People Like Us is the name Vicki Bennett adopted in 1991 in the UK for her plunderphonics, sound-collage and audio-visual collage position. The position has sustained continuously across the 33+ year career through the early 1990s lineup, the 2000s sustained partnership with the transatlantic plunderphonics and sound-collage roster, the 2010s audio-visual collage working extension, and the 2020s continuing position. The Bureau files the position at Tier I on the strength of the sustained life, the position's documented convergence-document partnerships (the 1999 Hate People Like Us remix document the centrepiece), the DO or DIY WFMU position (2003 onward), and the documented BBC Archive partnership (2006 unlimited working access, the first such partnership the BBC partner has granted).
The method: People Like Us's position runs through the plunderphonics tradition (the John Oswald-coined mode; the Negativland-adjacent tradition) with audio-visual collage working extension, mashup vein and the position Bennett has articulated as ‘sampling as folk art in the age of mechanical reproduction’. The premise the partner has documented is that ‘all is interconnected and that claiming ownership of an original or isolated concept is both preposterous and redundant’. The Bureau reads the method as distinct from the early UK industrial tradition (the Throbbing Gristle / Cabaret Voltaire / Nocturnal Emissions original lineup): the Bennett position operates through the populist / mass-media idiom rather than the transgressive / confrontational early manner, while the position remains adjacent to the experimental tradition the Bureau has chronicled.
The convergence document is Hate People Like Us (1999), the remix position that constitutes one of the Continental and transatlantic experimental tradition's most-documented working-roster convergence documents. The partners across the remix position include Coil, Negativland, Death in June, Barbed, Christoph Heemann (the Mirror / H.N.A.S. partner), Bruce Gilbert (the Wire first partner), Stock Hausen & Walkman (UK collage partner the Vomit Lunchs tradition has cited as antecedent), Rehberg & Bauer (Pita / Mego first partner), Mika Vainio (Pan Sonic partner), Dummy Run, Farmer's Manual, Sons of Silence, Cyclobe (the Coil-adjacent partner), Req1, V/VM, Sniper, Mr Rotorvator, Felix Kubin, Xper.Xr, Venoz [TKS], Katy Brown and Dr P Li Khan. The 2CD format additionally documents an unreleased position by Andy Votel (Badly Drawn Boy) which was excluded from the released document for documented legal reasons. The convergence document is significant: the Bennett position is the nodal lineup through which the transatlantic experimental roster's 1999 positions converge.

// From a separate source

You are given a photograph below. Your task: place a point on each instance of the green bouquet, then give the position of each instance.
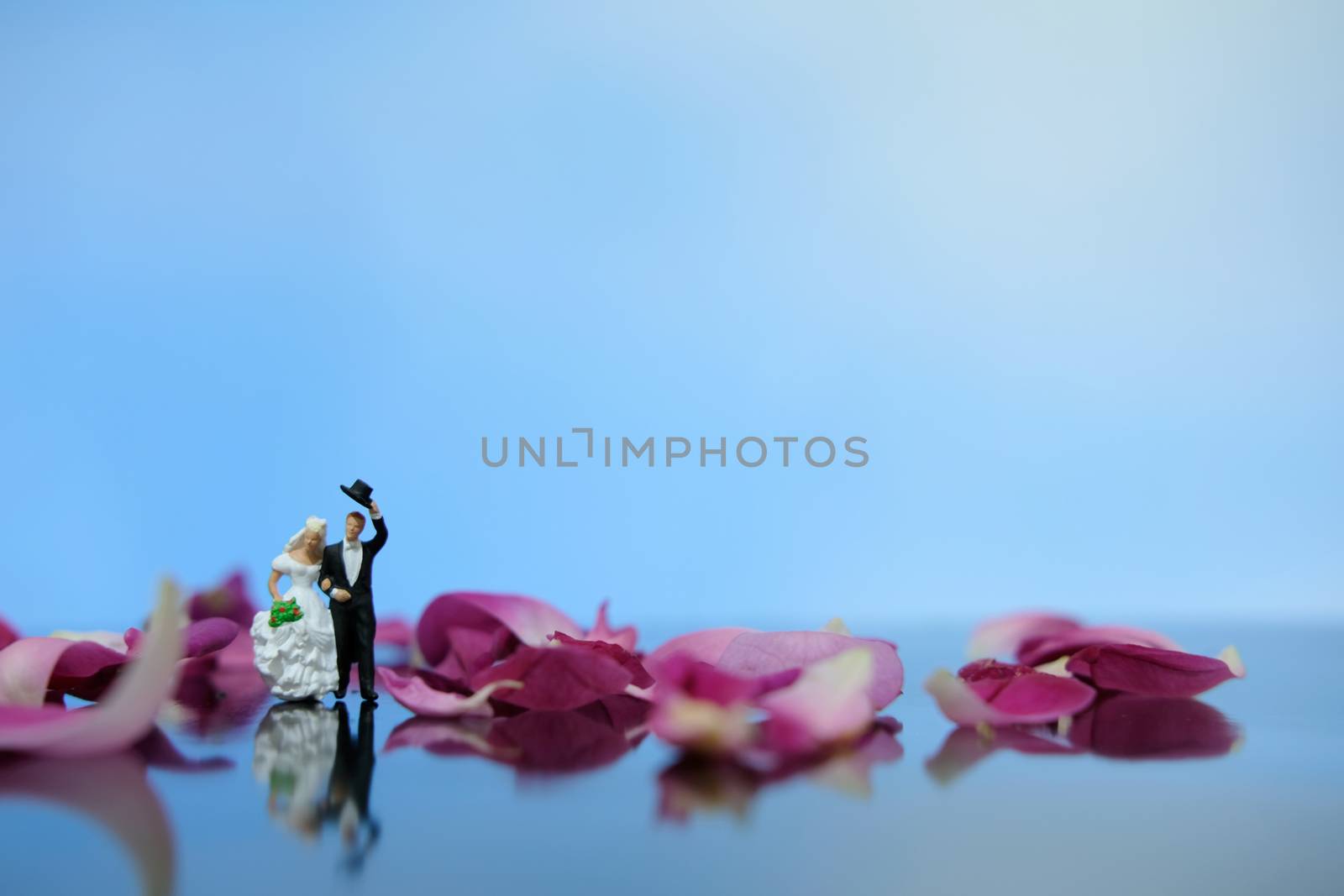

The DO or DIY WFMU position (2003 onward) constitutes the sustained broadcast partnership the Bennett partner has cultivated with the American experimental-radio tradition. The weekly seasonal position has documented the transatlantic experimental and sound-collage tradition through the playlist and selection method; the WFMU partnership additionally maintains a 24-hour-per-day radio stream of sound-collage and music chosen by Bennett (the unofficial ‘People Like Us stream’ configuration). The 2006 partnership with the BBC Archive (the first artist granted unlimited working access to the BBC Archive) constitutes one of the partnerships the UK public-service-broadcasting partner has documented across the experimental tradition.
The sustained collaborative partnerships: the Wobbly (Jon Leidecker) partnership across Wide Open Spaces (2003, Tigerbeat6, additionally with Matmos' Drew Daniel and M.C. Schmidt; San Francisco Art Institute lecture-hall recording position) and Music for the Fire (2010, Illegal Art); the Ergo Phizmiz partnership across Perpetuum Mobile (2007, Soleilmoon SOL156, handmade-paper digipak; documented ‘open-source compositional process’ method through uploaded-and-downloaded shared-server lineup), Rhapsody in Glue (2008, bleep.com, a Grants for the Arts commission), the Codpaste WFMU podcast position (2007 onward, Grants for the Arts commissioned lineup) and The Keystone Cut Ups DVD (2012); the Matmos partnership across Wide Open Spaces 2003 and the recent Copia 2025 position; the Negativland partnership as sustained transatlantic plunderphonics partner.
The Bureau's editorial reading: People Like Us is filed at Tier I as the British plunderphonics and audio-visual collage position. The 33+ year sustained life, the partnerships across the 1999 Hate People Like Us convergence document (Coil / Negativland / Bruce Gilbert / Mika Vainio / transatlantic plunderphonics roster), the WFMU and BBC partnerships, the sustained collaborative partnerships (Wobbly, Matmos, Ergo Phizmiz, Negativland) and the method's position as ‘sampling as folk art in the age of mechanical reproduction’ constitute the significance the Bureau files. The position is one of the UK experimental tradition's sustained configurations and constitutes one of the partnerships between the UK sound-collage tradition and the American Negativland-adjacent plunderphonics tradition.